Les différentes thématiques du Musée

Au delà de leur nécessité purement économique, les bisses ont toujours été à l’évidence liés à l’organisation sociale des populations des régions concernées. Leur gestion a toujours été source d’étonnement et d’intérêt. Dès la Renaissance, écrivains, théologiens et autres scientifiques ont été sensibles à ce qu’a toujours représenté la construction d’un bisse et sa gestion.

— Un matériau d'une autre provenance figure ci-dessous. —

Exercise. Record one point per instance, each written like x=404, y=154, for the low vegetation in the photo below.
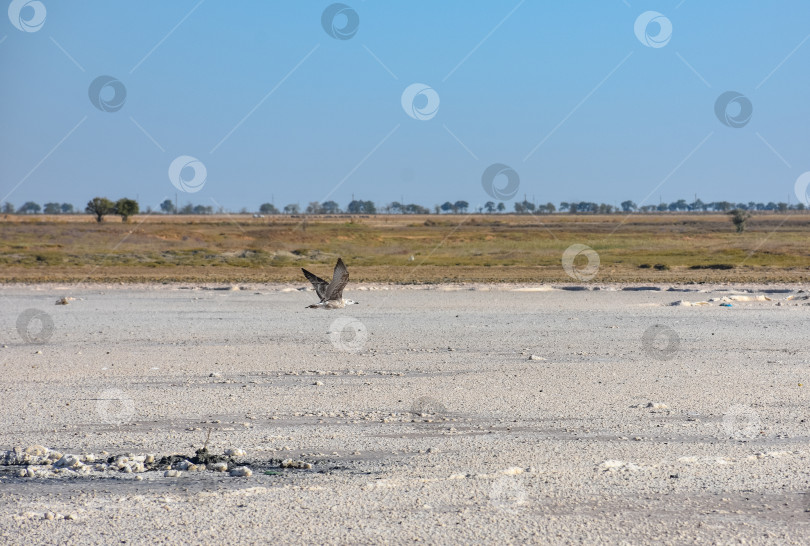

- La construction : les bisses actuellement réhabilités permettent de prendre conscience du danger que représentaient les travaux. Accrochés à des falaises, traversant des couloirs exposés, les bisses sont des chefs d’œuvre d’audace, de courage et d’ingéniosité. L’entretien du bisse était aussi dangereux que sa mise en place.
- La religion : la construction et la surveillance du bisse ne sont pas sans danger. Autrefois, les paysans s’adressaient à Dieu pour attirer sa protection. Souvent des oratoires et des chapelles étaient alors édifiés le long des bisses et des cierges allumés dans les églises.
- L’irrigation : le bisse se situe en altitude (haute ou moyenne). Mais c’est bien l’eau du bisse qui permettait d’irriguer les zones agricoles basses. On parle alors d’irrigation par gravitation. L’apparition des jets mécaniques, dans les années 1930, bouleversera cette méthode sans pour autant la faire totalement disparaître.
- La gestion : la gestion de l’eau était autrefois assurée de manière communautaire, soit à travers un consortage, soit à travers la commune. Il existait un "droit d’eau" précisant les périodes de prélèvement et les périodes requises à cet effet. Ce système est toujours en cours mais a logiquement perdu de son importance, compte tenu du développement des nouvelles techniques d’irrigation.
- Le contexte géographique : la situation particulière du Valais (fort ensoleillement, climat sec, précipitations limitées) explique aussi l’existence des bisses. Sans eau et sans irrigation, il eût été impossible de développer une activité agricole viable dans certains secteurs.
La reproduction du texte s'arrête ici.